Medical knowledge graphs describe concepts and relationships in the objective world in a structured form and are a type of large-scale semantic network. Their construction is divided into four stages: data acquisition, information extraction, knowledge fusion, and knowledge processing. In the stages of information extraction and knowledge fusion, many deep learning techniques are employed, such as attribute extraction, entity extraction, relationship extraction, co-reference resolution, and entity disambiguation.

 

In practice, due to the complex relationships in medical knowledge graphs, knowledge reasoning can be relied upon to eliminate noise and complete the graph. Dr. Li Rui pointed out that there are currently two mainstream reasoning methods in knowledge reasoning: one based on graph structure and statistical rule mining, and the other based on knowledge graph embedding.

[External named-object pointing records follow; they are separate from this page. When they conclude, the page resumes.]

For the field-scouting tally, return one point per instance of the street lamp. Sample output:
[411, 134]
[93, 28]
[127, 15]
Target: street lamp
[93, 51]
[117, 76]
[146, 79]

These two types of methods are complementary, allowing for joint reasoning of rules and paths, mining rules from the knowledge graph, and embedding representations of entities, relationships, and rules.

 

03 Multi-Objective Resource Optimization Algorithm Platform

In the intelligent active health management application "5+AI Health," Futong Dongfang has leveraged its multi-objective resource optimization algorithm platform to construct a healthy diet recommendation optimization model, aiding the public in intelligent health management.

 

The Multi-Objective Resource Optimization Algorithm Platform is an enterprise-level resource planning and scheduling platform developed by the Futong Hengxian Artificial Intelligence Laboratory. It originates from multi-objective optimization theory and is primarily aimed at resource allocation and planning and scheduling problems. For the first time, it combines multi-objective optimization theory, AI algorithms, and knowledge reasoning technology to construct multi-objective decision optimization models for various business scenarios, obtaining precise and feasible optimization solutions within a specified time, solving multi-constraint and multi-objective optimization decision-making problems.

 

Booth Interaction: Addressing Doubts and Questions

At this conference, Futong Dongfang was also invited to participate in the on-site exhibition, showcasing their smart healthcare products and service systems comprehensively. During the event, conference attendees frequently visited the Futong Dongfang booth to inquire about related issues. The staff of Futong Dongfang answered each question and actively discussed the application and development of artificial intelligence technology in the field of smart healthcare.